A-Maze
Topic content
There is a map in Dongdong. I want to find Meizhi through the map. The map shows that 0 means you can walk, 1 means you can't walk, the upper left corner is the entrance, and the lower right corner is Meizhi. These two positions are guaranteed to be 0. Now that you know the map, it's not difficult for Dongdong to find Meizhi. Please make a program to write the shortest route for Dongdong to find Meizhi.
Input format
The input is a 5 × 5 two-dimensional array, which only consists of 0 and 1 numbers, representing the normal map.
Output format
Output several lines to represent the coordinates of the shortest path from the upper left corner to the lower right corner in turn, with the format shown in the example. Data guarantees a unique solution.
Example
input
0 1 0 0 0
0 1 0 1 0
0 1 0 1 0
0 0 0 1 0
0 1 0 1 0
output
(0, 0)
(1, 0)
(2, 0)
(3, 0)
(3, 1)
(3, 2)
(2, 2)
(1, 2)
(0, 2)
(0, 3)
(0, 4)
(1, 4)
(2, 4)
(3, 4)
(4, 4)
Remarks
The coordinate (x, y) indicates the row X and column y, the number of which starts from 0 and takes the upper left corner as the origin.
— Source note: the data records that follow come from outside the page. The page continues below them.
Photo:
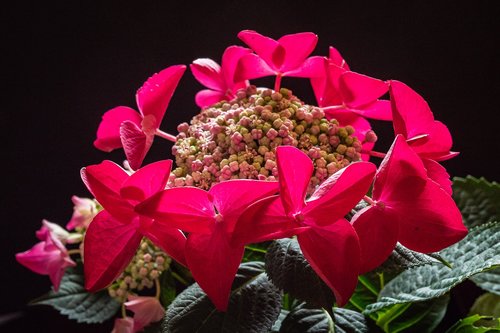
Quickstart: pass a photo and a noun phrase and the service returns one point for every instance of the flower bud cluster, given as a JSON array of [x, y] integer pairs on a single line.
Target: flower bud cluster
[[146, 266], [237, 139]]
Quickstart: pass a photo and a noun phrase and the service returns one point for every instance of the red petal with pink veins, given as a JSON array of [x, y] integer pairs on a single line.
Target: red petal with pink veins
[[233, 196], [146, 181], [264, 220], [136, 143], [334, 254], [339, 193], [109, 247], [170, 240], [104, 181], [262, 45], [377, 229], [155, 94], [186, 208], [297, 48], [108, 133], [208, 73], [295, 169], [206, 97], [358, 89], [214, 263], [438, 173]]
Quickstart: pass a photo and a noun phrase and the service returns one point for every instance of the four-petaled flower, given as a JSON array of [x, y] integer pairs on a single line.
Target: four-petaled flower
[[209, 217], [327, 239], [116, 232], [407, 207], [124, 127], [219, 79]]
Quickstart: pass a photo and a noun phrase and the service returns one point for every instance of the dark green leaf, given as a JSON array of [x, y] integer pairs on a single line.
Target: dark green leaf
[[289, 270], [477, 252], [475, 324], [75, 302], [478, 200], [489, 281], [254, 306]]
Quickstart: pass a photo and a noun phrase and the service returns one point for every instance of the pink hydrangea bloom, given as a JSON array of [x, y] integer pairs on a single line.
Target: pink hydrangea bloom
[[48, 257], [146, 310]]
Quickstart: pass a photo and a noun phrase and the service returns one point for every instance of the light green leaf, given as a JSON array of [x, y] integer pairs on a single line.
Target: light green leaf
[[477, 252], [254, 306], [478, 200], [75, 302]]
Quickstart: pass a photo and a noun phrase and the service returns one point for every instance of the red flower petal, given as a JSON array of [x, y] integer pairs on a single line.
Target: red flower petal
[[233, 196], [155, 94], [377, 230], [135, 142], [208, 73], [213, 263], [146, 181], [334, 254], [109, 247], [340, 192], [104, 181], [295, 169], [108, 133], [186, 208]]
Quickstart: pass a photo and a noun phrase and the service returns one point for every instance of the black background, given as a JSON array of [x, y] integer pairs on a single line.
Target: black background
[[67, 63]]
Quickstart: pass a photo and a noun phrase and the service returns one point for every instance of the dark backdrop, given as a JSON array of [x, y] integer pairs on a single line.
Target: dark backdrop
[[67, 63]]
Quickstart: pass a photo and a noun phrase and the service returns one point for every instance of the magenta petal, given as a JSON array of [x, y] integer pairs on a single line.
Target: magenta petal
[[208, 73], [295, 169], [358, 89], [434, 221], [297, 48], [146, 181], [109, 246], [170, 240], [334, 254], [155, 94], [262, 45], [135, 142], [108, 133], [186, 208], [340, 192], [377, 230], [264, 220], [214, 263], [104, 181], [438, 173], [206, 97], [233, 196], [251, 66]]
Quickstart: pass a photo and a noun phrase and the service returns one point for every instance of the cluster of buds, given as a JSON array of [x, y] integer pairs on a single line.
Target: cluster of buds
[[238, 139], [146, 266]]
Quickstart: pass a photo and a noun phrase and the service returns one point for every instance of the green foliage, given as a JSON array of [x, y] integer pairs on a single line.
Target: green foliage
[[75, 302], [254, 306]]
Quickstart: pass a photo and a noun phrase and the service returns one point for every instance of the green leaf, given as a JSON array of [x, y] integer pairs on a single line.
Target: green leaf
[[305, 320], [478, 200], [289, 270], [75, 302], [489, 281], [254, 306], [487, 304], [472, 325], [477, 252]]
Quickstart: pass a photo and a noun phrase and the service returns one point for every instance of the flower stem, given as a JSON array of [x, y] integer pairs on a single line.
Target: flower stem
[[165, 135]]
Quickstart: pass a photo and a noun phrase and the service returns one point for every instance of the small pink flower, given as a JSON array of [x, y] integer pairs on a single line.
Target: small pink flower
[[48, 257], [84, 211], [219, 79], [146, 310], [123, 325]]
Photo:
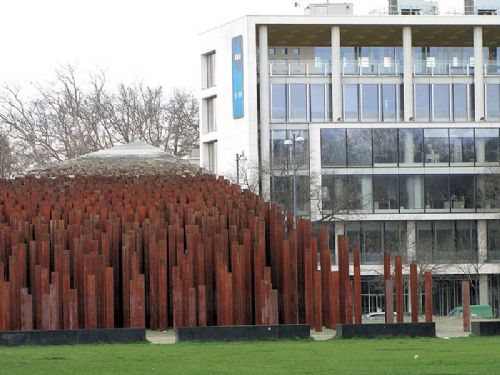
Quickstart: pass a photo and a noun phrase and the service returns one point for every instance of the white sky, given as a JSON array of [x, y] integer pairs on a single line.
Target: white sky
[[154, 41]]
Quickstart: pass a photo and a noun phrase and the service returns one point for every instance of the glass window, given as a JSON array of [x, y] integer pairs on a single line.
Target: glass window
[[494, 240], [359, 147], [334, 193], [461, 146], [411, 193], [385, 147], [385, 193], [278, 103], [460, 102], [360, 193], [462, 193], [436, 146], [422, 102], [318, 103], [351, 103], [488, 193], [437, 197], [486, 146], [395, 238], [333, 147], [389, 103], [369, 106], [280, 157], [441, 103], [492, 102], [298, 102], [411, 143]]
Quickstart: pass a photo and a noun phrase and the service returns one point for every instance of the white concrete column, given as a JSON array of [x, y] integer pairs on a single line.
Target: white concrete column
[[411, 240], [336, 74], [407, 73], [478, 73], [339, 231], [315, 172], [482, 243], [265, 157], [483, 290]]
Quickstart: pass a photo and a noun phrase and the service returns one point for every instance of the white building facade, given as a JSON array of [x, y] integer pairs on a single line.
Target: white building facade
[[386, 128]]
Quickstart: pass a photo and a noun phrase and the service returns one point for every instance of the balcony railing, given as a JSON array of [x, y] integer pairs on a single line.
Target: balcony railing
[[365, 67], [300, 68]]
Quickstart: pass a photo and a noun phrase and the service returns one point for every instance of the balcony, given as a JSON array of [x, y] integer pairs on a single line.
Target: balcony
[[366, 67]]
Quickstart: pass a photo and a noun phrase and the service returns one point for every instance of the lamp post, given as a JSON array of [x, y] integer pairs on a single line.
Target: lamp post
[[239, 158], [292, 143]]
Also note that there should be a space after the comma separating the coordinates in the output.
Solving problems
In the classic Maze problem, at first glance, Maze is really regarded as "sister paper". The idea is bfs, which records the parent point of the point when traversing to a certain point, so as to use it as the final output.
If you don't say much, go straight to the code:
#include <iostream> #include <queue> #include <cstring> using namespace std; int map[5][5]; struct point { int x, y; }pre[5][5]; queue<point> q; int dx[4] = { 1,0,-1,0 }; int dy[4] = { 0,1,0,-1 }; void bfs() { while (!q.empty()) q.pop(); point start; start.x = 0, start.y = 0; q.push(start); pre[0][0].x = 0; pre[0][0].y = 0; while (!(q.front().x == 4 && q.front().y == 4)) { point from = q.front(); q.pop(); for (int i = 0; i < 4; i++) { point to;//to for the next step to.x = from.x + dx[i]; to.y = from.y + dy[i]; if (to.x < 0 || to.x >= 5 || to.y < 0 || to.y >= 5) continue; if (map[to.x][to.y] || pre[to.x][to.y].x != -1) continue; q.push(to); pre[to.x][to.y].x = from.x; pre[to.x][to.y].y = from.y; } } } void print(int x, int y) { if (pre[x][y].x != x || pre[x][y].y != y) { print(pre[x][y].x, pre[x][y].y); } cout << '(' << x << ", " << y << ')' << endl;//First in second out output path~ } int main() { memset(pre, -1, sizeof pre); for (int i = 0; i < 5; i++) { for (int j = 0; j < 5; j++) cin >> map[i][j]; } bfs(); print(4, 4); return 0; }
B-Water pouring
Topic content
Water pouring problem "fill A" means to fill cup A, "empty A" means to empty cup A, "pour A B" means to pour water of A into cup B and fill cup B or empty cup A.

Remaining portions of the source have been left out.